The study aims to investigate the conditions necessary for training object detectors, specifically focusing on the YOLOv8 algorithm. It will explore surgical tool detection and its application in controlled lab settings, addressing several research questions regarding the number of annotated images required for effective training, the performance of detectors on unseen videos, and the impact of different backgrounds on detection accuracy. The authors emphasize that their findings could provide insights into the training of object detectors in behavioral research, potentially leading to more reliable applications in various contexts.

Methods

In this study, the authors employ YOLOv8 (Jocher et al., 2023) to analyze videos from an eye-hand coordination experiment involving novices using a surgical simulator. The primary objective is to identify potential indicators within the instrument and eye movements that could forecast performance in the surgical task. Specifically, the research concentrates on detecting the position of the surgical instrument, identified as the tooltip of a surgical grasper (foot_0), within the recorded video footage. This methodological approach aims to enhance understanding of the relationship between visual and motor coordination in surgical contexts.

Results

The results indicate that the model demonstrated effective detection of tooltips across various image set sizes. Specifically, the model trained on a dataset of 150 images achieved successful detection in all instances from a random selection of images within the validation set, as illustrated in Figure 6. This consistent performance underscores the model’s robustness in identifying tooltips across different scenarios.

Discussion

In this study, eye-tracking data and video recordings were collected from 38 participants to analyze object detection performance using a YOLOv8 model for surgical instrument tracking. Participants, with no prior experience in surgical tasks, performed a bead-moving task using a surgical grasper while their eye movements were recorded. A total of 436 images were extracted from video recordings, annotated with bounding boxes around the tooltips of the instruments. The training and validation of the YOLOv8 model were conducted using various image set sizes, revealing that the model’s performance improved with an increasing number of annotated images, particularly for the mean average precision (mAP) scores.
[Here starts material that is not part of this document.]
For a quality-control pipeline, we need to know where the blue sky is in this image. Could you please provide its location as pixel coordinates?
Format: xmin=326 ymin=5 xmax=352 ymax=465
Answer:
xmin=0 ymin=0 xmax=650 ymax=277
The results indicated that smaller image set sizes (50 to 150 images) achieved high mAP50 scores, but performance dropped for sets of 200 and 250 images before recovering at larger sizes (300 and 350 images). Notably, the model exhibited a high degree of overlap (IoU) between detected and annotated bounding boxes, averaging around 80-90% when the tool was detected. False negatives were significantly reduced with larger training sets, and no false positives were recorded. Additionally, the study explored the impact of different pre-trained model sizes, concluding that the nano model performed comparably to larger models, with no significant improvements observed. Overall, the findings underscore the importance of adequate training data for effective object detection in surgical contexts.